Résumé: La jeune Dina, dont le père a mystérieusement disparu depuis un an, vit seule avec sa mère. Mais pour l'instant, c'est direction vacances, dans le petit village de sa nonna ! Mais voici que Dina se réveille un beau matin rétrécie à une taille de 5 millimètres ! Autour d'elle, les habitants du Millimonde, un village de lilliputiens installé dans le grenier de nonna ! Dina va devoir maintenant affronter chat et insectes devenus géants, luttes de pouvoir au sein du village, mais aussi un bien étrange secret pâtissier...

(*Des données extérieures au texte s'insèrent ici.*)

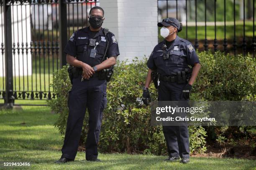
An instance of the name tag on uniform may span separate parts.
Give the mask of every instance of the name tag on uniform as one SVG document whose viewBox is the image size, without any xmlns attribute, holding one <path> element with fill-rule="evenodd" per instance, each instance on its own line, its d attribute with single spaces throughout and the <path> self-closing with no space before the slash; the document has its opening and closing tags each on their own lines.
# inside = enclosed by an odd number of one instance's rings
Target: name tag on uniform
<svg viewBox="0 0 256 170">
<path fill-rule="evenodd" d="M 173 48 L 173 50 L 175 50 L 176 51 L 179 51 L 179 47 L 178 47 L 177 45 L 176 45 L 175 46 L 174 46 L 174 48 Z"/>
<path fill-rule="evenodd" d="M 86 39 L 86 37 L 78 37 L 78 39 L 79 40 L 84 40 Z"/>
<path fill-rule="evenodd" d="M 106 39 L 105 39 L 105 37 L 101 37 L 101 41 L 104 41 L 105 42 L 106 42 Z"/>
<path fill-rule="evenodd" d="M 95 58 L 96 55 L 96 50 L 95 49 L 91 50 L 91 53 L 90 53 L 90 57 L 92 58 Z"/>
<path fill-rule="evenodd" d="M 164 51 L 164 51 L 164 50 L 159 50 L 157 51 L 156 51 L 156 52 L 163 52 Z"/>
</svg>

Lapuss' (Les Minions, Putain de chat) maîtrise l'art du gag, qu'il mêle ici à une grande aventure pleine de rythme et d'émotion, portée par le sublime dessin d'Antonello Dalena (Ernest et Rebecca).
D
epuis la disparition de son mari Luigi, il y a bientôt un an, Alba n'a plus une minute à elle. Inquiète, elle doit malgré tout surmonter son chagrin et partage son temps entre son patron qui l'assomme de travail et sa fille Dina, en pleine crise d'adolescence. Aussi, la mère de famille voit d'un très bon œil l'idée de quelques jours de repos chez sa maman, Caterina. Mais rapidement rappelée auprès de son employeur, Alba doit repartir et laisse sa fille écouter sa grand-mère lui parler de la soi-disant malédiction familiale...
Destinée à un public jeunesse, Dina et le millimonde est le fruit de l'imagination de Stéphane Lapuss' (Le Piou, Putain de chat) et des crayons d'Antonello Dalena (Sybil, la fée cartable, Ernest & Rebecca). Dans l'esprit de Chérie, j'ai rétréci les gosses, Arthur et les minimoys ou encore Epic – La Bataille du Royaume Secret, leur héroïne va découvrir le monde à hauteur d'insecte. Toutefois, exit les artifices scientifiques ici, cette situation est liée à son histoire de famille et plus précisément au passé de sa grand-mère.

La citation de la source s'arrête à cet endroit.